CABARET KIT KAT CLUB : DESCONTRAÇÃO MUSICAL IMERSIVA SOB A IMINÊNCIA DO PESADELO NAZISTA. CRÍTICA DE WAGNER CORRÊA DE ARAÚJO NO BLOG DE ÓPERA & BALLET.
Cabaret Kit Kat Club. Kleber Montanheiro/Direção Concepcional. Maio/2024. Fotos/Caio Gallucci. |
Desde sua première, em 1966, no West End londrino e na Broadway, Cabaret tornou-se um musical icônico marcado pela clássica saudação Willkommen às então descontraídas noites berlinenses de 1930. E tornando-se mundialmente adorado, especialmente a partir do filme de Bob Fosse, protagonizado por Liza Minelli.
E a novidade inglesa de sua transmutação em Cabaret Kit Kat Club vem obtendo um êxito inusitado nos grandes palcos musicais e, agora, em sua primeira temporada brasileira numa luminosa direção concepcional de Kleber Montanheiro, sob a funcional adaptação dramatúrgica de Mariana Elizabetsky, a partir das escrituras de Christopher Isherwood que inspiraram o musical de Joe Masteroff.
Desta vez, com o ideário de transformar o seu espaço cenográfico num palco arena circundado por mesas iluminadas, sugestionando aos espectadores, desde a sua entrada, um clima sensorial como se estivessem realmente dentro da discoteca berlinense.

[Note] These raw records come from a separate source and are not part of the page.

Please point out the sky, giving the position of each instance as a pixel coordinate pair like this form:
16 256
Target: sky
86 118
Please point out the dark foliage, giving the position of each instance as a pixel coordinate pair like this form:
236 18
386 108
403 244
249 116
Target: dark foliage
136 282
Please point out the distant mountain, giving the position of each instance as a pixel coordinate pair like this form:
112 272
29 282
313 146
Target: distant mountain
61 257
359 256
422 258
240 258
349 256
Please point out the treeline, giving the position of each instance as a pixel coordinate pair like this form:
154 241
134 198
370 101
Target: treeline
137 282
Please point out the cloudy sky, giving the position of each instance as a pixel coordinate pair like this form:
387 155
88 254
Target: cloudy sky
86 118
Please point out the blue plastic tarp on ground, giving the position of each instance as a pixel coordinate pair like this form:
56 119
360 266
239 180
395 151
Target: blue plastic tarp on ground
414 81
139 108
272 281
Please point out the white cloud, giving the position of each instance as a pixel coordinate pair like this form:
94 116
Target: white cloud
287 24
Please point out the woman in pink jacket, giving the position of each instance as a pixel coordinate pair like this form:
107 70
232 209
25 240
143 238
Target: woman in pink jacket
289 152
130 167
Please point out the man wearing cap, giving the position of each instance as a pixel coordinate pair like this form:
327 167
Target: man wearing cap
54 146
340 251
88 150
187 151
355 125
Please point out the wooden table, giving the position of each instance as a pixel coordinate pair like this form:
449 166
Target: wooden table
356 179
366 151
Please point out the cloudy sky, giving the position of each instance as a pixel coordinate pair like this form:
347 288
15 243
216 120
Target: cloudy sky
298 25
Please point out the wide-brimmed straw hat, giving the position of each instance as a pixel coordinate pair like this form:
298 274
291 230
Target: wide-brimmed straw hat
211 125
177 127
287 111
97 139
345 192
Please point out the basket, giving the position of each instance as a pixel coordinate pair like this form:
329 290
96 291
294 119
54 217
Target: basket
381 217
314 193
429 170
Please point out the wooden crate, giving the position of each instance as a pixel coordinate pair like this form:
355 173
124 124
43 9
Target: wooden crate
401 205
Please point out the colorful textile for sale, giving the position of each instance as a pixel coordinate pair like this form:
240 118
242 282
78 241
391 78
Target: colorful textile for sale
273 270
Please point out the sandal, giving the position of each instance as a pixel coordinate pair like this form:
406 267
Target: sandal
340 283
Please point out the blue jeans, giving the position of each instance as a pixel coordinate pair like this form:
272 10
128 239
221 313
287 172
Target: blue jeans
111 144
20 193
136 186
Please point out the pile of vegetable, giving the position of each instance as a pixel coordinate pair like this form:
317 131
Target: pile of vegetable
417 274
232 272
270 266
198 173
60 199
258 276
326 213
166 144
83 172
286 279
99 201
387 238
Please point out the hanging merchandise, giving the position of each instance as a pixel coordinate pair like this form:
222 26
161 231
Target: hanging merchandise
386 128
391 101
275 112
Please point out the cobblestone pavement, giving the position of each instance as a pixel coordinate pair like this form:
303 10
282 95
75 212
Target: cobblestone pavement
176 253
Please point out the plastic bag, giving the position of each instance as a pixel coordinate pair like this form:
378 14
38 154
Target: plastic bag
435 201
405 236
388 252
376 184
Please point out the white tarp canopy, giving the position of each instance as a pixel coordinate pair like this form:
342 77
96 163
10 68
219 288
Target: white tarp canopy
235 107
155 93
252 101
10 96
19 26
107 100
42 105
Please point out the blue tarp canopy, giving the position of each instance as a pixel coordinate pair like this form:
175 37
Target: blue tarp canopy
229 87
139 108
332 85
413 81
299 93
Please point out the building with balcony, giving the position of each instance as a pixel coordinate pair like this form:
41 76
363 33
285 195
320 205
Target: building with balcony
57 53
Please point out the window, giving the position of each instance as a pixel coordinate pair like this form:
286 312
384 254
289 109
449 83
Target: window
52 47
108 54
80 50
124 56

E onde o prólogo já começa com os atores/bailarinos, provocativamente em brincadeiras sensuais, se acercando atrevidamente ora de um, ora de outros.
Até que aparece Emcee, um mestre de cerimônias caracterizado por uma psicofisicalidade com sotaque de androgenia, em mais uma das convicentes personificações, marca do talento de brilho ascendente do ator André Torquato, com seu Wilkommen, Bienvenue au Cabaret, no subliminar recado de que aqui a vida é sempre linda, deixem seus problemas lá fora.
Cabaret Kit Kat Club. Fernanda Maia/Direção Musical. Com Fabi Bang. Maio/2024. Fotos/Caio Gallucci. |
A trama básica confronta duas histórias de amor, uma através do escritor americano Cliff Bradshaw (Ícaro Silva) que vai a Berlim em busca de temas para seu romance, onde acaba tendo um caso com a vulgar dançarina do Cabaret – Sally Bowles (Fabi Bang). E a outra, no romantizado amor da dona de hospedaria Fräulein Schneider (Anna Toledo) e o comerciante judeu Herr Schultz (Eduardo Leão).
Paralelas situações ficam com Ernst Ludwig (Bruno Sigrist) na dúbia personalidade de gentileza ocultando sua pulsão nazista e Fräulein Kost (Carla Vazquez) uma prostituta com prevalência de clientela naval, mais o empenho de um energizado elenco coadjuvante de atores/bailarinos, em interativa e energizada corporeidade gestual, na direção de movimento por Barbara Guerra.
Todos trafegando entre um palco principal em formato circular com duas extensões opostas, resultado da tríplice concepção de Kleber Montanheiro incluindo, além da direção, o cenário preenchido com inventivos elementos móveis e os figurinos com um sutil referencial de época.
Tudo ressaltado por precisos efeitos luminares (Gabriele Souza) com prevalentes tons de escuridão para propiciar a atmosfera envolvente, e ao mesmo tempo decadente, de uma ambiência à beira de tempos sombrios.
Onde o acompanhamento musical de uma orquestra feminina com dez instrumentistas, comandada pelo habitual esmero criativo na regência, arranjos e no teclado por Fernanda Maia, faz uma artesanal versão da trilha de John Kander.
Destacando-se no elenco protagonista o presencial instigante e o carisma espontâneo de André Torquato como Emcee e a performance empolgante e sinalizadora de Fabi Bang, lembrando que esta integrava o coro da memorável montagem de 2011 e, aqui, assumindo o lugar de Claudia Raia no principal papel feminino - Sally Bowles.
Sem esquecer o calor humano pleno de sensitividade que se expande da interpretação tocante de Anna Toledo como Fräulein Schneider. E nos personagens masculinos, convicta a atuação, embora ocasionalmente mais tímida, de Ícaro Silva como Clifford Bradshaw. Valendo citar ainda as boas intervenções de Eduardo Leão e de Bruno Sigrist.
A grande lição desta montagem está no dimensionamento estético/político que a autoridade cênica de Kleber Montanheiro imprime entre a busca do descompromissado hedonismo e a perspectiva do mal, representado pelo espectro nazi fascista que continua a nos rondar de tão perto...
Wagner Corrêa de Araújo
Cabaret Kit Kat encerrou no último final de semana sua primeira temporada, no 033 Rooftop do Teatro Santander/SP.